Table 1 summarizes the reviewed literature into 3 categories based on their data size and imbalance issues. The first group of studies used a small data set consisting of <1000 records [20,21,25,26]. In this group, 50% (2/4) of these studies reported the percentage of LBW cases, which highlights the presence of data imbalance issues [20,21]. However, none of these studies addressed the data imbalance issue or implemented rebalancing methods. Although these studies achieved remarkable ML model performance on a small imbalanced data set, the results could be misleading and biased toward the majority class (ie, non-LBW) owing to the data imbalance issue causing them to learn based on the error rate without considering the class distribution. The studies in the second group used larger imbalanced data sets but still did not apply any rebalancing methods to their imbalanced data sets [22,23,27-29,34]. Their high accuracy and low area under the receiver operating characteristic curve (AUROC) scores revealed that misleading performance remains a persistent issue [33]. The third group comprises studies that used data rebalancing techniques for their imbalanced data sets [30-32]. However, these studies only applied a single data rebalancing method to multiple ML models, either oversampling [30] or SMOTE [31,32]. Therefore, it was still unclear which data rebalancing method was optimal for addressing data imbalance issues in LBW prediction tasks across different ML models.

Another major issue for studies that used ML models was their insufficient sample size with a single population. Their small data sets did not adequately represent the actual demographic distribution of the data in the population. The 2 primary data sources of the previous studies were hospital records and demographic surveys. The studies using survey data that included the parents’ basic information and the baby’s weight may have reached a larger sample size. However, no features from the patient hospital visits were included, such as medical factors, which are important indicators for determining birth outcomes [6]. Regarding the studies that used hospital records, their data features were richer than the survey data, with common limitations of very small sample sizes and poor data quality because of data access issues and policy restrictions.

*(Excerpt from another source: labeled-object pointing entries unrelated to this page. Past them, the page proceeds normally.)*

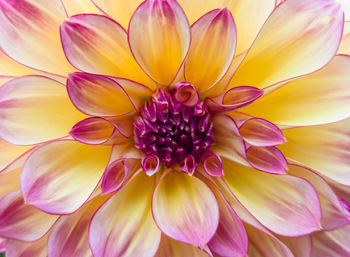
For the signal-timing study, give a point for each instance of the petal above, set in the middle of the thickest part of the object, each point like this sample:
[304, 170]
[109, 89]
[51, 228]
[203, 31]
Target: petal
[98, 95]
[120, 228]
[60, 176]
[172, 248]
[344, 47]
[69, 236]
[159, 38]
[173, 209]
[212, 49]
[35, 109]
[79, 6]
[332, 243]
[21, 221]
[334, 214]
[16, 248]
[260, 132]
[230, 239]
[318, 98]
[267, 159]
[97, 44]
[285, 204]
[29, 34]
[298, 38]
[300, 246]
[323, 148]
[10, 153]
[262, 244]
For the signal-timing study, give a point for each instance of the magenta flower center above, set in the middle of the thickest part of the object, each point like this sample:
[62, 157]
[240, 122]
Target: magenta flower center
[175, 126]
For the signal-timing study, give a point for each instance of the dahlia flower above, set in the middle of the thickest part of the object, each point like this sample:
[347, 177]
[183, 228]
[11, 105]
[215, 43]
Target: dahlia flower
[175, 128]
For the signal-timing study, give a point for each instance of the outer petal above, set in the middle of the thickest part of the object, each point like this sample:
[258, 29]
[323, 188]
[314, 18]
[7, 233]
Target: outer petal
[97, 44]
[16, 248]
[334, 214]
[123, 226]
[172, 248]
[69, 236]
[60, 176]
[29, 34]
[262, 244]
[323, 148]
[173, 209]
[335, 243]
[79, 6]
[212, 49]
[298, 38]
[318, 98]
[98, 95]
[35, 109]
[159, 37]
[285, 204]
[22, 221]
[344, 47]
[10, 152]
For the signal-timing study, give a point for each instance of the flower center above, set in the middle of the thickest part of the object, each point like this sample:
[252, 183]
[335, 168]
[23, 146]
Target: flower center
[174, 127]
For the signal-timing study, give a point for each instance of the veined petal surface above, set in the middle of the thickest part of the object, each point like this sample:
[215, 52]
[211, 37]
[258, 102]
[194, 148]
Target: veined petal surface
[159, 38]
[285, 204]
[60, 176]
[298, 38]
[29, 34]
[34, 109]
[185, 209]
[124, 226]
[212, 49]
[97, 44]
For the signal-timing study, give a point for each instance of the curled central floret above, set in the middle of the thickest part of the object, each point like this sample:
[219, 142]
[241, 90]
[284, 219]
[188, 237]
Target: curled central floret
[174, 128]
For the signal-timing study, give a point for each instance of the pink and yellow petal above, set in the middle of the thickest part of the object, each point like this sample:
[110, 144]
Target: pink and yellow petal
[35, 109]
[323, 148]
[124, 226]
[29, 34]
[69, 236]
[285, 204]
[159, 38]
[185, 209]
[298, 38]
[318, 98]
[212, 49]
[22, 221]
[60, 176]
[97, 44]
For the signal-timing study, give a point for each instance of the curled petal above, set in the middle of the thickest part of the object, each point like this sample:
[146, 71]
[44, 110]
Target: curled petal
[60, 176]
[332, 243]
[212, 49]
[267, 159]
[119, 173]
[34, 109]
[234, 98]
[260, 132]
[98, 95]
[28, 34]
[159, 38]
[151, 164]
[285, 204]
[318, 98]
[69, 236]
[97, 44]
[212, 164]
[21, 221]
[173, 209]
[298, 38]
[124, 226]
[186, 94]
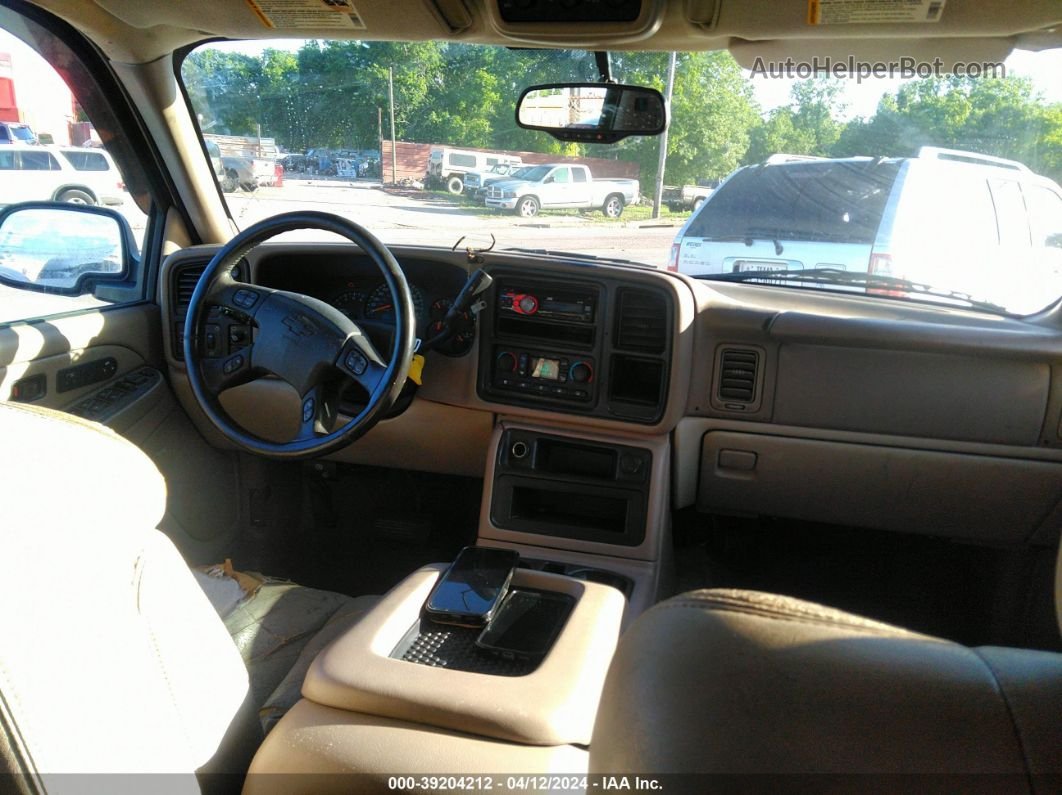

We conducted a comparison of features across all studies and analyzed the details of the data rebalancing methods for the applicable studies. Through this comparison, we identified instances of data leakage and reproducibility issues. To further justify our recognized concerns, we referenced a previous study that comprehensively examined and synthesized the problems surrounding data leakage and reproducibility in ML-based scientific research [35], and its findings provided a theoretical basis for our literature review and comparison.

According to the “Summary of features” column in Table 1, certain studies used the baby’s features or the features only available after the delivery admission, such as baby sex, baby delivery method, and gestational age [21,28,30-32]. Using such features in a model could potentially result in data leakage as the model would be unable to access this information while making predictions about a new patient’s outcome. This issue can be identified as a model using nonlegitimate features [35].

We then compared the data rebalancing process in the studies that incorporated data rebalancing methods [30-32]. Notably, all these studies [30-32] applied their data rebalancing methods to the entire data set before splitting the training and testing sets, leading to inaccurate and misleading prediction results as the testing set could not represent the original data distribution after being rebalanced. In contrast, this issue could lead to leakage because of a lack of clean separation of training and test data sets [35]. For example, oversampling was performed before dividing the data into training and testing sets [30], resulting in data sets that would not be perfectly separated as the oversampled data generated from the training set would also be present in the test set.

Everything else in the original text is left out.